Lors de son entretien télévisé diffusé quelques jours avant l’annonce du Premier ministre Jean Castex, Emmanuel Macron a lui-même donné un nom à cette société : « société de vigilance ». Dans ce même entretien, le chef de l’État a affirmé, sur le ton de l’évidence, que le fait d’être Français impliquait « d’abord des devoirs ». C’est oublier que la République s’est d’abord construite sur l’idée que le citoyen avait avant tout des droits, et qu’un régime qui soumet l’individu à l’intérêt collectif n’est pas un régime démocratique mais un régime autoritaire.

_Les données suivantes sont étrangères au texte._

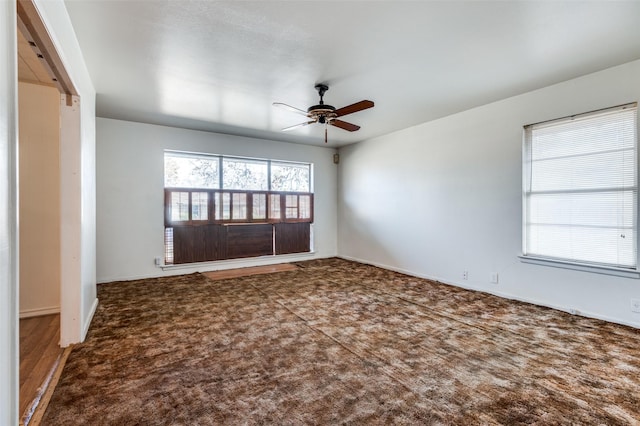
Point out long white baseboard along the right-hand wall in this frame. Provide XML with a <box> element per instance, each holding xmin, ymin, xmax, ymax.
<box><xmin>338</xmin><ymin>255</ymin><xmax>640</xmax><ymax>328</ymax></box>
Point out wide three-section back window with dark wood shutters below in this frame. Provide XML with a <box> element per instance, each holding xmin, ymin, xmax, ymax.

Sans réelle opposition ni contre-pouvoirs pour lui faire face, le gouvernement a les mains libres pour faire ce qu’il veut. S’il est en mesure de tenir un discours autoritaire aussi assumé et radical, c’est parce qu’il sait qu’il y a, dans l’opinion, une demande d’autorité et de coercition très forte vis-à-vis des non-vaccinés qui sont devenus, au fil des mois, les boucs émissaires de la crise sanitaire, accusés de tous les maux par un pouvoir qui a choisi, de manière très cynique, de les livrer à la vindicte populaire et de les désigner comme les seuls responsables de la crise. Notre inconscient persécuteur, qu’avait si bien analysé René Girard en son temps, a ainsi ressuscité de la pire des manières à l’occasion de la pandémie.
Cette complicité de l’opinion a de quoi inquiéter, car elle encourage ce gouvernement – et ceux qui suivront – à poursuivre son travail de sape de notre état de droit, et à continuellement affaiblir nos libertés au nom de l’exigence de sécurité. Si l’on en croit les récents sondages, plus de 70 % des Français sont aujourd’hui prêts à voter pour des candidats dont les programmes impliquent une remise en cause de l’état de droit, d’Emmanuel Macron jusqu’à Marine Le Pen en passant par Éric Zemmour et Valérie Pécresse qui tous, à leur manière, privilégient une société de l’ordre à une société de liberté. La liberté ne s’est jamais aussi mal portée qu’aujourd’hui.
Ceux qui, lors des débats autour de la lutte antiterroriste, répétaient (à raison) qu’il ne faut rien céder sur nos valeurs sont les mêmes qui, pour lutter contre le virus, sont prêts à renoncer à tous nos principes. Une démocratie qui renonce aussi facilement à ses principes les plus fondamentaux est une démocratie malade. C’est en temps de crise qu’il faut tenir bon sur nos principes. Ce que nous perdons aujourd’hui, nous le retrouverons peut-être une fois la crise passée, mais nous savons désormais que nous pouvons le perdre à nouveau d’un claquement de doigts.